Details here of a new report by joint Natural England & British Ecological Society. Key findings:

"[. . .] 1) Climate change adaptation needs to start happening to a far greater extent than currently. It was not difficult to find research into possible adaptation strategies, assessments of vulnerability and plans for implementing adaptation. There are many fewer examples of adaptation that is actually happening.

2) Pilot studies need to be established to help address the uncertainties around determining the most effective adaptation measures, for example on the relative importance of increasing connectivity of habitat networks, compared to improving or enlarging existing sites. Good monitoring and assessment of the outcomes are essential.
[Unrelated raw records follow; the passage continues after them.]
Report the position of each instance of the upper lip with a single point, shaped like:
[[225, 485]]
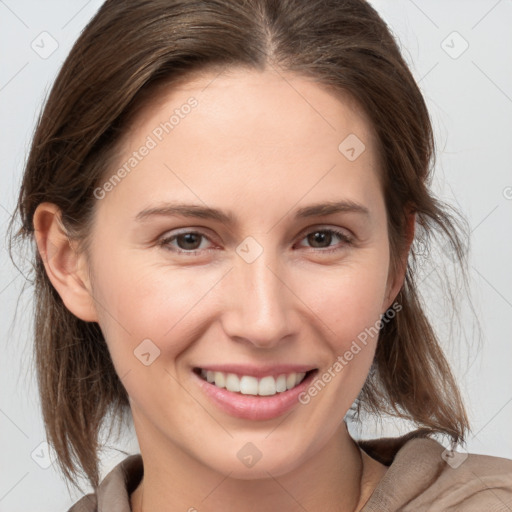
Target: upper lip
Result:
[[258, 371]]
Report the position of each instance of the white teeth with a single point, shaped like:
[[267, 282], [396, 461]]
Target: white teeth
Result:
[[248, 385], [232, 382], [220, 380], [267, 386]]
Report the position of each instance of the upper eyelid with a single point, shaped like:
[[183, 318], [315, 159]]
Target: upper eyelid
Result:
[[300, 236]]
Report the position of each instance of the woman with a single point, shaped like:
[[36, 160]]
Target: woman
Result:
[[190, 163]]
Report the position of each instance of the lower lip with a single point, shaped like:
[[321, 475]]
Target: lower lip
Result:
[[252, 407]]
3) The issues posed by climate change are different depending on the extent to which climate actually changes. To put it crudely, there is a big distinction between dealing with 2°C and 4 °C of warming. At the lower end of the scale, there is plenty of scope to increase the resilience of the landscapes and ecosystems that we currently have. At the higher end, this will not be sufficient and we need to consider much more radical approaches and be prepared to accept species in very different places and place that look very different.

4) Climate change adaptation needs to be developed as part of a wider transformation in the approach of human societies to the natural environment, in which we understand it better and value it more. [. . .]"

To be fair, these sensible findings may not be wildly surprising to those working in this area. Virtually no one argues that we should pursue either adaptation or conservation, but the general consensus is that some combination of both is necessary. This is because the climate is already changing and so there is an immediate need to adapt to the changing conditions, although most argue that greater emphasis should be placed on conservation (where adaptation is more of a short-term policy to adjust to changing conditions now, but not a strategy for long-term climate change policy).

This is a topic that has occupied me a lot over the last couple years and I'll be posting several new papers shortly (as soon as I can revise them a bit more) on the ethics of climate change, climate change and public policy, and particular criticisms of the co-called environmental footprint approach to climate change.